Le phénomène n’a rien d’anecdotique. Directeur général du CHU de Bordeaux, Alain Hériaud transforme son établissement en cas d’école : en 2007, il était presque à l’équilibre, dans le rouge pour 1 million d’euros « seulement » pour un budget de 820 millions, mais, si les règles tarifaires de 2008 avaient prévalu, le déficit à Bordeaux aurait été de quelque «8millions d’euros».

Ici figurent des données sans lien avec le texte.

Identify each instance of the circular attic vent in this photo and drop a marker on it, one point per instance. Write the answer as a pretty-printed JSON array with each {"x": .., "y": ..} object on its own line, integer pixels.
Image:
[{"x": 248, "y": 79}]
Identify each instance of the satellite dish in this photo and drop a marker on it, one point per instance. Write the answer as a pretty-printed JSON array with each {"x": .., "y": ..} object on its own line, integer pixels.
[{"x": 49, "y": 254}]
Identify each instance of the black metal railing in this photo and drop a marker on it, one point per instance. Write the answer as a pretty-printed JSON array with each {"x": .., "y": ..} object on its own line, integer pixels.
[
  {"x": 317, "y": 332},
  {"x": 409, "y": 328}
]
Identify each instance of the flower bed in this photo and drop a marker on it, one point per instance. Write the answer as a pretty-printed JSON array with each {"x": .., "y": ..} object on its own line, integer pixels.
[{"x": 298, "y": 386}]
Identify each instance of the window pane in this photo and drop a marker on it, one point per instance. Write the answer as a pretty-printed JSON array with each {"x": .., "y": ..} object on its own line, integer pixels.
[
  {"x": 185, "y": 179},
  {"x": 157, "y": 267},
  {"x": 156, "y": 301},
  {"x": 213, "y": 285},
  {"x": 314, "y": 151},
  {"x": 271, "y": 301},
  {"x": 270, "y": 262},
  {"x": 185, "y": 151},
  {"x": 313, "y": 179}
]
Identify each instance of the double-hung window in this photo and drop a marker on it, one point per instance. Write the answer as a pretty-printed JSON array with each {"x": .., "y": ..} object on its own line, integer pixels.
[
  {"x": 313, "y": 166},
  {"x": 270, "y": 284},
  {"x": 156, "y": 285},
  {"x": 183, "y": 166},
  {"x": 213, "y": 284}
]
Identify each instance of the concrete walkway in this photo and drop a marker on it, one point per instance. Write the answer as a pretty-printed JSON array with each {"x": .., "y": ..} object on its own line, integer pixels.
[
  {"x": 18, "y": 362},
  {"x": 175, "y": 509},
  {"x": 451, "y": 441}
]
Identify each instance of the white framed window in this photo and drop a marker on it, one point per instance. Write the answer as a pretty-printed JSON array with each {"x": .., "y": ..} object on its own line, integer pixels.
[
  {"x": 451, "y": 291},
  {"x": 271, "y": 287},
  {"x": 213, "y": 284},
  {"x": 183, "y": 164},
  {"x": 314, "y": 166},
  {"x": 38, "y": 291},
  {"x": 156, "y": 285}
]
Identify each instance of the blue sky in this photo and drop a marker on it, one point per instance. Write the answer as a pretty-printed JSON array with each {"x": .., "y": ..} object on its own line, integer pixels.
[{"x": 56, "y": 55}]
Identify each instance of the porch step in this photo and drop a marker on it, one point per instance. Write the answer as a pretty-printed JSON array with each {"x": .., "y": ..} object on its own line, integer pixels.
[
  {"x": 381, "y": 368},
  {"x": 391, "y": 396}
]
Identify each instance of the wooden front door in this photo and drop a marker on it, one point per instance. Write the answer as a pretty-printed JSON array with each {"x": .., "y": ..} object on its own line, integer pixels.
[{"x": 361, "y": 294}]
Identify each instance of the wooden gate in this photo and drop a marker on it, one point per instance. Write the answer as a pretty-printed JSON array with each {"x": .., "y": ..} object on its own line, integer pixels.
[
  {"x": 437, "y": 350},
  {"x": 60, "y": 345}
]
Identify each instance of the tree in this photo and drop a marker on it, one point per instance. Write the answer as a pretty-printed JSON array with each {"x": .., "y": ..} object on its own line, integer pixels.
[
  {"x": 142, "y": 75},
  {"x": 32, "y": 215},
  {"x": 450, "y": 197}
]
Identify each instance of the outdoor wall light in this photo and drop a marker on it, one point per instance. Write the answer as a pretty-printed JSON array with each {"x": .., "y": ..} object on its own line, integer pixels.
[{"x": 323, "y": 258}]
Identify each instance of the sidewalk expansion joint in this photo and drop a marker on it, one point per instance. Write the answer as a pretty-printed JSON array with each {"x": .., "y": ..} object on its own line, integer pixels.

L’impasse. Les hôpitaux arrivent aujourd’hui au bout de ce qu’ils sont capables de faire : «Ils ont tout mis en oeuvre pour retarder au maximum les conséquences de ce sous-financement, mais toutes les solutions sont désormais épuisées», fait valoir Claude Evin, qui rappelle aussi que, quand les fonds de tous les tiroirs ont été grattés, ne demeure plus comme variable d’ajustement que le reste à charge pour l’usager – entre 2005 et 2006, celui-ci aurait augmenté de 12,7 % puis encore de 16,8 %, entre 2006 et 2007.
Dans cette situation d’«impasse», la FHF demande «un plan gouvernemental de résorption des déficits», une précision «du champ d’action de la T2A» et une revalorisation dans ce mode de tarification de «la part des missions d’intérêt général».